O Livro da Lei foi publicado apenas uma vez no Brasil, em 1976 , mas foi misteriosamente retirado de circulação. Hoje só encontramos publicações em inglês e espanhol, em livrarias especializadas em esoterismo. Normalmente os círculos de pessoas interessadas em misticismo têm um certo receio da obra e Crowley. Isso se justifica: essa profunda identificação de Crowley com a Verdadeira Tradição não deixa margem a que as correntes ligadas ao obscurantismo absorvessem e neutralizassem sua força. Como no caso da figura do diabo, Crowley foi identificado ao longo deste século com o Maligno, destruidor, perigoso, etc.., mas a verdade é que ele próprio induziu a que tudo isso acontecesse para que o escândalo divulgasse sua obra.

O contato com as idéias do Livro da Lei, marcariam a carreira de Raul Seixas para sempre. Não importa o trabalho de Raul que peguemos a partir daí, sempre encontraremos uma influência filosófica e mística no pensamento do compositor.

A mais clara e famosas dessas referencias foi a célebre canção “Sociedade Alternativa”, onde várias frases do livro são citadas. A mais conhecida: “Faze o que tu queres, há de ser tudo da lei.”

No final da música, composta por Raul e Paulo Coelho em 1974, eles avisam: “O número 666 chama-se Aleister Crowley.”

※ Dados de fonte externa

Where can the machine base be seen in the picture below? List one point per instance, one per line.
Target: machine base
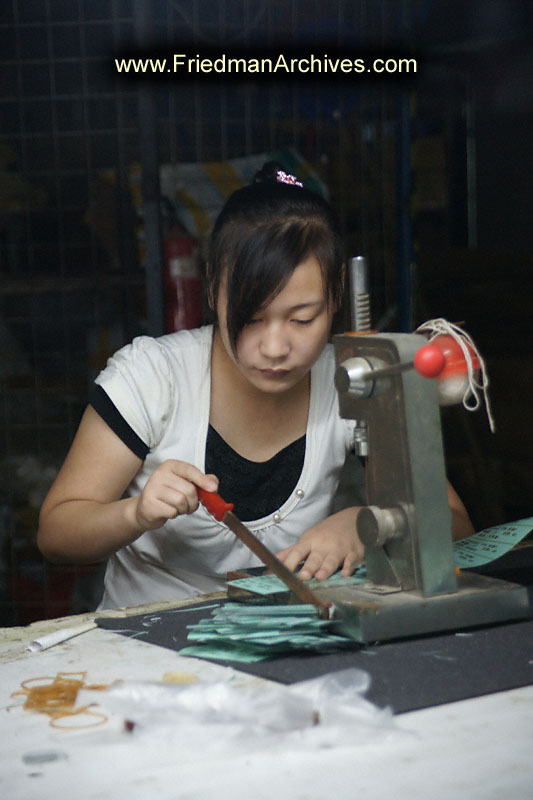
(370, 613)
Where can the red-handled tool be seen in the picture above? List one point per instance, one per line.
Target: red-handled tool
(222, 512)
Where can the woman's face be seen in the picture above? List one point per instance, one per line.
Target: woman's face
(280, 344)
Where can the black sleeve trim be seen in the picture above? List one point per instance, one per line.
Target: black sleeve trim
(104, 406)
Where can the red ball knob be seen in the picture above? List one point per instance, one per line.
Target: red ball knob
(429, 361)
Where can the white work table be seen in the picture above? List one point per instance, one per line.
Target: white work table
(478, 749)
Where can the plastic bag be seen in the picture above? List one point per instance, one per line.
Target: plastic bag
(322, 712)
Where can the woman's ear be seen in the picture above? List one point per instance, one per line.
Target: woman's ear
(210, 291)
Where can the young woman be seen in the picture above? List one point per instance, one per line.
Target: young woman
(246, 407)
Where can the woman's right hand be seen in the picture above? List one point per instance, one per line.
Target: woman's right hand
(171, 491)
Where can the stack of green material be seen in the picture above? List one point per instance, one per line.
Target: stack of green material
(255, 632)
(239, 632)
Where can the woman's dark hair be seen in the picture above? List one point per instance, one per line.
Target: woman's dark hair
(261, 235)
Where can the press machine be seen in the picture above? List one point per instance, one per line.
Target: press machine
(412, 586)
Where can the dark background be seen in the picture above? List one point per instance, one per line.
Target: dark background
(430, 176)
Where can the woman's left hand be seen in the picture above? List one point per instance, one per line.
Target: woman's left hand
(331, 545)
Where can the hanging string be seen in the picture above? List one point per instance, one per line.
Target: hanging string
(476, 384)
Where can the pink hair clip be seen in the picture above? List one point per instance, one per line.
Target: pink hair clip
(291, 180)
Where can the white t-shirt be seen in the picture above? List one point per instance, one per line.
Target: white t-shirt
(161, 387)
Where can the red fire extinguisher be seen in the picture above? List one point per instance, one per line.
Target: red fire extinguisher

Não só essa música, mas todo o álbum “Gita” continha uma série de referencias as idéias e vida de Crowley, como por exemplo a música “Loteria da Babilônia” que fala sobre ser um jogador de xadrez, saber techos da Biblia e invenção de baralhos, possivelmente de Tarô. O nome do disco é uma homenagem ao livro sagrado dos indianos, e a música “O Trem das Sete” também está repleta de citações.

Na canção, Raul usa como alegoria um trem que passava em sua cidade durante a infância. Esse trem passará para buscar os iluminados já aptos a entrar na Era de Aquário. A letra diz: “Vê, é o sinal das trombetas dos anjos e dos guardiões, lá vem Deus deslizando no céu entre Brumas de mil megatons, e o mal vem de braços e abraços com o bem num romance astral.”

Esse seriam os sinais de que o trem estaria chegando e quem quisesse poderia embarcar, já que: “não precisa passagem nem mesmo bagagem no trem.”

Em 1975, Raul anuncia a Nova Era lançando o disco “Novo Aeon”, uma outra denominação da mesma Era de Aquário. Em 1976 um dos maiores sucessos de Raul “Eu Nasci Há Dez Mil Anos Atrás” também com citações a Nova Era. Observe-se que, pela mística, há dez mil anos atrás nós estávamos na era de Leão-Aquário, que é diametralmente oposta à nova era de Aquário-Leão que agora está sendo buscada.

A música “Love Is Magick” é inspirada nas idéias de Crowley, que chamava seu conhecimento do ocultismo de magick, com “k”, para diferenciá-lo de outras disciplinas.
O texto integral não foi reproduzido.